1 Anesthesiologist, Anesthesiology Research Center (ARC), Shahid Beheshti University of Medical Sciences (SBMU), Tehran, Iran.

2 Anesthesiologist, Shiraz University of Medical Sciences, Shiraz, Iran.


Central venous catheter (CVC) is used for measuring hemodynamic variables, transfusion of blood, fluids and medications when peripheral vascular lack sufficiency. Unfortunately CVC is associated with many complications ranging from anxiety and discomfort for the patient to severe mechanical side effects such as arterial lacerations, pleural and pericardial injury as well as infection and thrombosis. This study aimed to survey of a practical approach to central venous catheterization in pediatric patients.
Materials and Methods
In this retrospective and descriptive study, rate of success and complications of central venous catheterization by the anesthesia team for the hospitalized children 0-15 years from 2009 to 2016 years at Mofid Children Hospital, Tehran-Iran, were investigated.  Advancement of catheters tips in pleural space; peritoneal cavity and pericardium were recognized by rat tail blood flow as a practical approach which was proved by chest X- ray.  Successful rate and complications of inserting CVC were collected by researchers using medical records of the patients. 

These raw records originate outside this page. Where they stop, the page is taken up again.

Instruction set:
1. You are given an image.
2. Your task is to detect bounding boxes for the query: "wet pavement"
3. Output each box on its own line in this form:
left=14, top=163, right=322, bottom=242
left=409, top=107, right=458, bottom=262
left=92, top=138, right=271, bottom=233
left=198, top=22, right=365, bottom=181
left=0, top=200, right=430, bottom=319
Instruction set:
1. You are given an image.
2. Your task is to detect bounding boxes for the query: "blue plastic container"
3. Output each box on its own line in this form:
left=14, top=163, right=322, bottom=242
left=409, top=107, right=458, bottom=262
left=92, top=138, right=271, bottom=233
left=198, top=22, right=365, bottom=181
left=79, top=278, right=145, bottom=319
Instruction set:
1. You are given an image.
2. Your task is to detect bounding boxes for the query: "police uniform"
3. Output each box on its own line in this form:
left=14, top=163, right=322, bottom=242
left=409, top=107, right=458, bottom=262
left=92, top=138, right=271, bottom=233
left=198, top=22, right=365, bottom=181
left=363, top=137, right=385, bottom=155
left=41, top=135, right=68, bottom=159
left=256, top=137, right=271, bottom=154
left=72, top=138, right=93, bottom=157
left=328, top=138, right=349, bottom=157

There were 2,385 (53%) female and 2,115 (47%) male patients. Patient’s age ranged from 1 month to 10 years, mean 12.25±6.45 months. About 4,500 patients who underwent central venous catheterization were investigated that 815 patients (18%) had improper catheterization in the internal jugular and 374 patients (8%) had accidental arterial injury and 160 patients (3%) had accidental pleural injury. Accidental pleural injury were recognized by rat tail blood flow in the liquid column connected to the catheter to the patient's bedside and all of them was proven by taking control image.
Using rat tail blood flow as a practical approach to central venous catheterization in pediatric patients can be associated with prevention of the plural injury and subsequent pneumothorax and hemothorax.